特に、顔を合わせるのも難しいザイン坊ちゃまにそんな恥ずかしい姿を見せてしまったなんて、これは羞恥心が限界を突破してしまいます!


「本当に素晴らしいね」

「...さすが狂った魔法使い...」


ユースティス様は恥ずかしがるユーシアお嬢様を見ながら満足げな顔でうなずきました。

その様子を見たシス嬢は、過去に魔王軍で狂った魔法使いとして名を馳せた大賢者ユースティス様を呆れた目で見ました。


「ひっく...私はもうおしまいよ...」


落ち込んだユーシアお嬢様は涙を流しながら座り込みました。

そんな恥ずかしい姿を、一番見せたくなかった人に見せてしまうなんて。

ユーシアお嬢様の繊細な心はあまりにも簡単に崩れてしまいました。

もちろん5分くらい経てば勝手にまた立ち上がるでしょうが!


「ユーシアお嬢様、どうしたんですか?」


ザイン坊ちゃまは婚約以来何度も会えなかったユーシアお嬢様がとても懐かしかったです。

あの日強く記憶に残った婚約式の時と同じように、ユーシアお嬢様は変わっていませんでした。

もちろん体は大きくなりましたが。


「ザイン...坊ちゃま...」

「はい。

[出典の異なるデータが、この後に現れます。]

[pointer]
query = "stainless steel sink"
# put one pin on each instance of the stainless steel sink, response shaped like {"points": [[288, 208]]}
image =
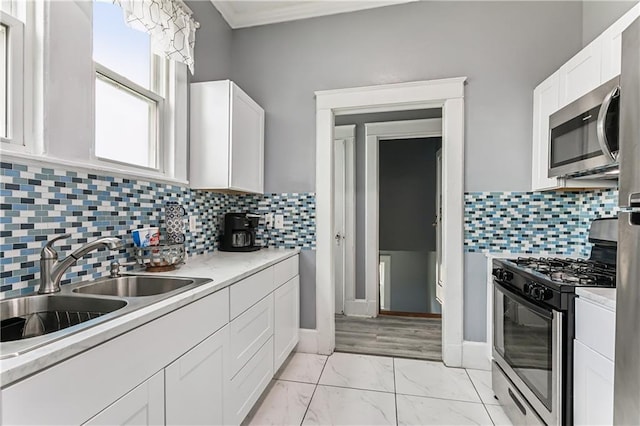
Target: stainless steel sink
{"points": [[135, 286], [29, 322], [33, 316]]}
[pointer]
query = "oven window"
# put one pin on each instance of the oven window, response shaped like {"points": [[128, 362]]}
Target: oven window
{"points": [[528, 347], [575, 140]]}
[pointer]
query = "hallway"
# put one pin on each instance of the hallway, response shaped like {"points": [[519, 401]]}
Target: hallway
{"points": [[405, 337]]}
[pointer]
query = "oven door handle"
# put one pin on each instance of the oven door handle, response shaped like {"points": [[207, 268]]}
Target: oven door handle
{"points": [[546, 313]]}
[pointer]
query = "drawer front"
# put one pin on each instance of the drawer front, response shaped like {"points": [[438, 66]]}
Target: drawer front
{"points": [[595, 327], [247, 292], [247, 386], [285, 270], [131, 359], [250, 331]]}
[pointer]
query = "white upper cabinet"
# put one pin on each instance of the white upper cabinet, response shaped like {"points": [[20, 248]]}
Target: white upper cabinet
{"points": [[545, 101], [227, 139], [594, 65], [612, 43], [580, 74]]}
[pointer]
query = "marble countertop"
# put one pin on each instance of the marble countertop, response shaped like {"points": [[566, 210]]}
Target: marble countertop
{"points": [[602, 296], [224, 268]]}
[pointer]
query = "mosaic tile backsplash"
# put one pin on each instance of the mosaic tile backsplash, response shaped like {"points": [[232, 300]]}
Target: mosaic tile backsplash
{"points": [[39, 203], [550, 223]]}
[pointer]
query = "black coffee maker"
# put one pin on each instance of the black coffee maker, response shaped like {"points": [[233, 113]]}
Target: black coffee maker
{"points": [[239, 232]]}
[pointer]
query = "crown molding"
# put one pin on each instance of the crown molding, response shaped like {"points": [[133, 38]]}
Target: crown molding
{"points": [[297, 10]]}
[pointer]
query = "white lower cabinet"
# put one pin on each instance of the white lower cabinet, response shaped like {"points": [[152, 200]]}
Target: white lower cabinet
{"points": [[593, 366], [247, 386], [144, 405], [205, 363], [195, 383], [592, 387], [287, 320]]}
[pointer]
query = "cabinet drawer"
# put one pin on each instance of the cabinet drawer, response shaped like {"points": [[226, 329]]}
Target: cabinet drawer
{"points": [[250, 331], [247, 386], [247, 292], [285, 270], [592, 387], [595, 327]]}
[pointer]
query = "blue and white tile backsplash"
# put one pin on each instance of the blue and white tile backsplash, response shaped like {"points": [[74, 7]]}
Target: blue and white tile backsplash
{"points": [[39, 203], [550, 223]]}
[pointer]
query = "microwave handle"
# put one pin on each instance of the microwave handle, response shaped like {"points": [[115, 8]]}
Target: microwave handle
{"points": [[602, 116]]}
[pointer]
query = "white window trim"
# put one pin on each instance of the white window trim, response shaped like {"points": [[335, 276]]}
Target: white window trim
{"points": [[157, 134], [16, 82]]}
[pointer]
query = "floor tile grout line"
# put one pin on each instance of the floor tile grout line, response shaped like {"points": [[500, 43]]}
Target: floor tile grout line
{"points": [[480, 396], [314, 390]]}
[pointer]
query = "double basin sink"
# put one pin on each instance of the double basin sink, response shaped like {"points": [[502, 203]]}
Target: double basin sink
{"points": [[29, 322]]}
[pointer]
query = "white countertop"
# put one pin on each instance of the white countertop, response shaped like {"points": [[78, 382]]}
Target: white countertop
{"points": [[602, 296], [224, 268]]}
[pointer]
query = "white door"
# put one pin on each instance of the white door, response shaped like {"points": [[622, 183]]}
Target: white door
{"points": [[438, 225], [340, 216], [196, 383]]}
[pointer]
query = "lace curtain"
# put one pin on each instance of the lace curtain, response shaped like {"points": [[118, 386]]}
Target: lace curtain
{"points": [[171, 28]]}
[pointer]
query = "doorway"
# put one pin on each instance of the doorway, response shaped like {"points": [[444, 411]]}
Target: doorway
{"points": [[407, 227], [446, 94]]}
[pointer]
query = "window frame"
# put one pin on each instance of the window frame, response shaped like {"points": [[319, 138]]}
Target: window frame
{"points": [[15, 83], [156, 127]]}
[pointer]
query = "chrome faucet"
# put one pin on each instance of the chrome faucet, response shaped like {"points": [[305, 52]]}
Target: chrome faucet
{"points": [[52, 270]]}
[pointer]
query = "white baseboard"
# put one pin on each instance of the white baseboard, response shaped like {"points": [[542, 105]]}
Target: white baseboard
{"points": [[308, 341], [360, 308], [475, 355]]}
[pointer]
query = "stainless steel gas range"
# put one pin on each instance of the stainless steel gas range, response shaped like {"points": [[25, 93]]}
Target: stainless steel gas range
{"points": [[532, 370]]}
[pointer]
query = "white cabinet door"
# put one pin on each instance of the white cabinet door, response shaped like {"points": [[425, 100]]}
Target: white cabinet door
{"points": [[592, 387], [249, 332], [247, 143], [144, 405], [196, 383], [581, 74], [612, 44], [545, 103], [287, 320]]}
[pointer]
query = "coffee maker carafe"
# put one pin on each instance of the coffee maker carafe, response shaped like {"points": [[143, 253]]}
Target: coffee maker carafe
{"points": [[239, 232]]}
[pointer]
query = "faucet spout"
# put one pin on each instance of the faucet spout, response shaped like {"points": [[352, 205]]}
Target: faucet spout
{"points": [[52, 270]]}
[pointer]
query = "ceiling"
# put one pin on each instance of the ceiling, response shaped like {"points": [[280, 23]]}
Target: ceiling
{"points": [[241, 13]]}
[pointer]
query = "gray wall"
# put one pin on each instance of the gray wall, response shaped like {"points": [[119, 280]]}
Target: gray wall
{"points": [[504, 48], [213, 43], [360, 120], [599, 15]]}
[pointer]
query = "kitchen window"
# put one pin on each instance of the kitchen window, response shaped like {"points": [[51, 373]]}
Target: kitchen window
{"points": [[130, 87], [12, 29]]}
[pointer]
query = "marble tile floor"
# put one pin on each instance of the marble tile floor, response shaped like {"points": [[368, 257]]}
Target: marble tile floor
{"points": [[353, 389]]}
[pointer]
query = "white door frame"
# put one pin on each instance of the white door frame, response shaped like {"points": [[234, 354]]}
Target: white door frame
{"points": [[347, 135], [447, 94], [374, 132]]}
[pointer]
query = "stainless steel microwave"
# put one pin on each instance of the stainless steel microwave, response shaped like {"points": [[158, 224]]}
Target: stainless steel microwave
{"points": [[583, 136]]}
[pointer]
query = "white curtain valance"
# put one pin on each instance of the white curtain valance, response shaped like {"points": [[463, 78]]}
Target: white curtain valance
{"points": [[172, 30]]}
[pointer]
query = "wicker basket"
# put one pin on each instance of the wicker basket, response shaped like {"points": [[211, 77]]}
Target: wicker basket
{"points": [[160, 258]]}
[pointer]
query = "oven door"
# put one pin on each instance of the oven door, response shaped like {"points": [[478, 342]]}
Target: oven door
{"points": [[527, 346]]}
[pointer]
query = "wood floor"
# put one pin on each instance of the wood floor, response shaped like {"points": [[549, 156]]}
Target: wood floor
{"points": [[391, 336]]}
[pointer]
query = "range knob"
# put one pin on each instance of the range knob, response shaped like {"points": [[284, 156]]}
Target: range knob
{"points": [[506, 275]]}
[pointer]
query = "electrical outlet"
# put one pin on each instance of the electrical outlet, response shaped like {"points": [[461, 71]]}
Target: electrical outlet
{"points": [[268, 220], [193, 224], [279, 222]]}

私はここにいます」


ベッドから起き上がったザイン坊ちゃまはユーシアお嬢様に近づきました。

ひくひくと泣いているユーシアお嬢様の顔に向かって、ザイン坊ちゃまは小さな手を伸ばしました。


「泣かないでください。私はお嬢様の甘い夢じゃないですか?」

「うっ!!!」


ユーシアお嬢様がもし爆弾だったら、今頃エリヤ領地は滅亡していたでしょう。

恥ずかしさが限界をはるかに超えているからです!

世の中にこんなにも純粋な人がいるなんて!


「...先生?400年前にもこんな告白は少しおかしくなかったでしょうか?」

「そうね...最近はこんなのが流行っているのかしら?」


ロゼフィンとユースティス様は見物人となってザイン坊ちゃまの能力を測っていました。

体は弱いですが、攻撃力だけは本当に素晴らしいですね!

消したい記憶を引っ張り出して抉る腕前が見事です!


「ザイン!やめなさい!」

「静かにしてください!」


この状況を止める人は嫉妬に燃えるセピア様しかいませんでした。

せっかく会えた大切な弟がまた婚約者にばかり目を向けるのでしょうがないですね。

セピア様も嫉妬深い性格ですからね!


「ユーシアお嬢様。私は婚約式の日にあったことをまだ鮮明に覚えています」


もちろんザイン坊ちゃまはセピア様がどうしようと、既にユーシアお嬢様と二人だけの世界に入っていました。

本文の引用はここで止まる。